When one does “tree of thought” with an LLM, such as Llama 3, because the LLM was “unaware” that it would be used in tree searches in test-time, it would not behave as well as possible. This is a case of train-test mismatch. If during training it was also used in tree searches, it should do much better during test-time tree search.

Intuition for the mismatch: If an LLM is trained to just predict the next token on only the training corpus, then it would have difficulty planning over multiple rollouts, because it has only ever played one-rollout games of language-generation.

Sometimes it is very valuable to go through many rollouts being wrong just to gather learn exactly why they are wrong, so that one can avoid them. But an LLM trained to do one-rollout language-generation would be trained to not do that. They are “YOLO” (you only language once) in that sense. YOLO leads to conservation and exploitation, not exploration.

Note: It may still learn multi-rollout by a “side-channel attack”, like how they managed to learn to spell despite using tokenizers (Models In a Spelling Bee: Language Models Implicitly Learn the Character Composition of Tokens), by using some implicit cryptoanalysis to break the substitution cipher of tokenizers, but that’s obviously very inefficient.

Formalizing ‘bitterhart’

benchmart (v.): to “shop” for the best benchmarks to make your model look good.

“Rumours abound that the company’s flagship model was heavily benchmarted for the investor demo.”

“Is Benchmarting the New P-Hacking? A Call for Greater Transparency in AI Evaluation.”

And yet…

  1. The benchmark-oriented training is prone to Goodharting.
  2. Yet, by simply drawing a clear goal to shoot at, it motivated the researchers so much that
  3. AI still progressed faster than without Goodharting.

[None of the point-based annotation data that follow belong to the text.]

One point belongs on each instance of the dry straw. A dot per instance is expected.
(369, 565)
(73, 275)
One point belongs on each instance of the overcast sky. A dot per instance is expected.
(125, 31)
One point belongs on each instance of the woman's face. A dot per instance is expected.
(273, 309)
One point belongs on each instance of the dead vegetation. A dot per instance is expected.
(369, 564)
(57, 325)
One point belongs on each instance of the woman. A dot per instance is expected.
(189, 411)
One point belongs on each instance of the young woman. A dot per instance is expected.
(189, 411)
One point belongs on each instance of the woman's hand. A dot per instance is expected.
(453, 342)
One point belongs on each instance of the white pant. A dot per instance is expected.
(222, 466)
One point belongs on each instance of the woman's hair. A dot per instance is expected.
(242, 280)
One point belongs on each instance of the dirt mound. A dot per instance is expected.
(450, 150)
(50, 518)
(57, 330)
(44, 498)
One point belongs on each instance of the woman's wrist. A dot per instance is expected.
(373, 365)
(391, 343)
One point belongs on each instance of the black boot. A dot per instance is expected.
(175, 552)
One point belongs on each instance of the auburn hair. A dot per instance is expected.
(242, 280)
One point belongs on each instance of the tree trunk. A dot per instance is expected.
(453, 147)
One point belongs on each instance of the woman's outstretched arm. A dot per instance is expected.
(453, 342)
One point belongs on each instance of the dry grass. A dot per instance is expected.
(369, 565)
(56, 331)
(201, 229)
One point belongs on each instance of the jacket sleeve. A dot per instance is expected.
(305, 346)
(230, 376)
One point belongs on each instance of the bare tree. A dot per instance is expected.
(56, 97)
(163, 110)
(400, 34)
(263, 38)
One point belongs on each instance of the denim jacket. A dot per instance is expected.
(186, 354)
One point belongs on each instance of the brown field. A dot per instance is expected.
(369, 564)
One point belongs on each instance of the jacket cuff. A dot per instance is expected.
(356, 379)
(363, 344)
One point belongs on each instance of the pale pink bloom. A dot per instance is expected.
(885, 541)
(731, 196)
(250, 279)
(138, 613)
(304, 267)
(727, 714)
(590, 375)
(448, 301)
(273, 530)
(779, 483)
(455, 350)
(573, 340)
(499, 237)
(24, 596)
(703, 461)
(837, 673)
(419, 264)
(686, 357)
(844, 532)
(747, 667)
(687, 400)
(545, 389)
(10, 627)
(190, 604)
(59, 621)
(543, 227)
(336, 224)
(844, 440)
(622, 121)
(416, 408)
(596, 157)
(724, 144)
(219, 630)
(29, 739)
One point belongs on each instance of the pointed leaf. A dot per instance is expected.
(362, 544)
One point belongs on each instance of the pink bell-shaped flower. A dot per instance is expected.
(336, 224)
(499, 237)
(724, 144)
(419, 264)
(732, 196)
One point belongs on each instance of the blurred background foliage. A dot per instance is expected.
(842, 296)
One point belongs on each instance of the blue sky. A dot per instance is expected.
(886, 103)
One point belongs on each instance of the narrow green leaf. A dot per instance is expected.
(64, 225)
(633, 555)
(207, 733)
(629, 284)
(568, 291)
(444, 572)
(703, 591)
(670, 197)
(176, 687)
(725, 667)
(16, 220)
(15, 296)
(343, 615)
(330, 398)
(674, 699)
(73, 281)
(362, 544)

I call this strange coexistence of Goodhart and the Bitter Lesson the “bitterhart”. It is bitter, because Goodharting is generally considered very bad, and yet, without the benchmarks, where would AI be? We would be stuck with many beautiful theoretical constructs and no way to tell which one is right.

Is there a way to make this insight formal? How to measure Goodharting? Some possible starting points:

Biology

Solving the “humans cause 6 species to go extinct per day” problem by making new species.

For example, Lake Malawi cichlids differ by ~2.5 mbp. Current price of CRISPR is ~0.1 USD/bp, so each species costs ~0.25 million USD. Thus, halting anthropogenic extinction would cost just ~0.5 billion USD/yr. indeed, with 1 billion USD/yr, the number of species on earth can grow at a rate 10000x that of the natural baseline.

In general, any clade that,

  • Contains many species
  • Well-known, uniform genetic architecture
  • Speciation mechanism well-understood, localized, and combinatorial.

is a good candidate for scalable species generation. Examples include cichlid, drosophila, bumbus, etc.

This can be an SCP organization: Nephilim Initiative (NI), with the motto: “Secunda Hebdomas Geneseos” [The second week of creation].